I ricercatori hanno cercato di capire cosa accade esattamente nelle persone poliglotte, quelle cioè che parlano diverse lingue.
Cosa succede precisamente ai poliglotti, cioè alle persone in grado di parlare più lingue differenti? Un nuovo studio scientifico ha analizzato il cervello delle persone con alto grado di conoscenza di diverse lingue per cercare di capire come riesca a gestire la complessità linguistica.

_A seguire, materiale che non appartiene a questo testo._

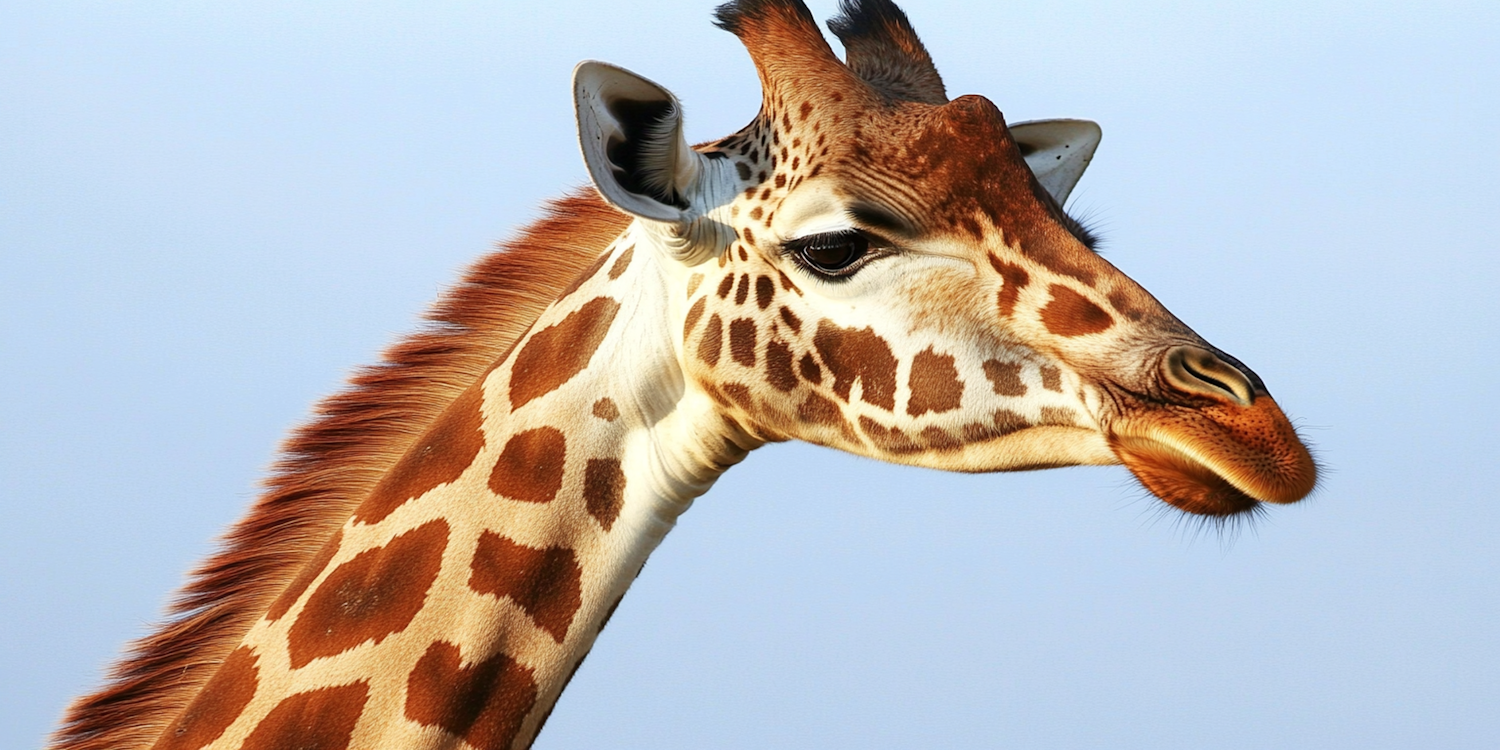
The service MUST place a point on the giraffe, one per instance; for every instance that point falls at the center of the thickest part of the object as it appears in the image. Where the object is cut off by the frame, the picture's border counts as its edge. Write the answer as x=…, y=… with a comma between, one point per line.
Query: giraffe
x=869, y=266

Lo studio proviene dal prestigioso Massachusetts Institute of Technology. I ricercatori del MIT hanno esplorato il cervello delle persone poliglotte, che parlano almeno cinque lingue diverse. Per esaminare il fenomeno del poliglottismo gli scienziati hanno impiegato la tecnica della risonanza magnetica funzionale (fMRI).
In questo modo hanno analizzato l’attività cerebrale di 34 persone poliglotte. I risultati emersi dalla ricerca MT offrono un quadro più chiaro di quello che avviene nel cervello quando questo prezioso organo elabora diverse lingue. Ecco cosa hanno scoperto gli esperti statunitensi.
Lo studio, pubblicato sulla rivista scientifica Cerebral Cortex, ha visto coinvolto un campione di 34 partecipanti in grado di padroneggiare almeno cinque lingue. Sedici partecipanti parlavano dieci o più lingue, uno di loro aveva almeno conoscenze di base addirittura in 54 idiomi.
A ognuno dei partecipanti è stato chiesto di ascoltare testi in otto lingue differenti. Tra queste la loro lingua madre, una lingua che padroneggiavano molto bene, un’altra in cui avevano una moderata competenza, un’altra dove avevano una conoscenza “basic” e altri idiomi sconosciuti.
Dallo studio è emerso che la “rete linguistica” del cervello – che comprende aree fondamentali come i lobi frontali e temporali – si attivava di più quando si trattava di ascoltare lingue meglio conosciute dai partecipanti. Una scoperta sorprendente riguarda l’attivazione cerebrale relativa alla lingua madre, risultata essere non significativamente più alta rispetto a altre lingue in cui i partecipanti erano molto esperti.
Secondo i ricercatori la cosa potrebbe essere legata al fatto che la lingua madre, usata fin dalla nascita, necessita di un minore sforzo cognitivo rispetto a lingue apprese più tardi nell’arco della vita. I poliglotti hanno poi mostrato una risposta cerebrale più forte nel caso di lingue non familiari linguisticamente correlate però agli idiomi che padroneggiavano bene.
Un fatto come questo porta a pensare che il cervello sia in grado di usare le connessioni tra lingue simili per agevolarne l’elaborazione. Molto resta ancora da indagare sul modo in cui il cervello gestisce la complessità linguistica. Questo studio, seppur limitato, apre una nuova prospettiva sulla maniera in cui il cervello è capace di elaborare le informazioni linguistiche in persone poliglotte.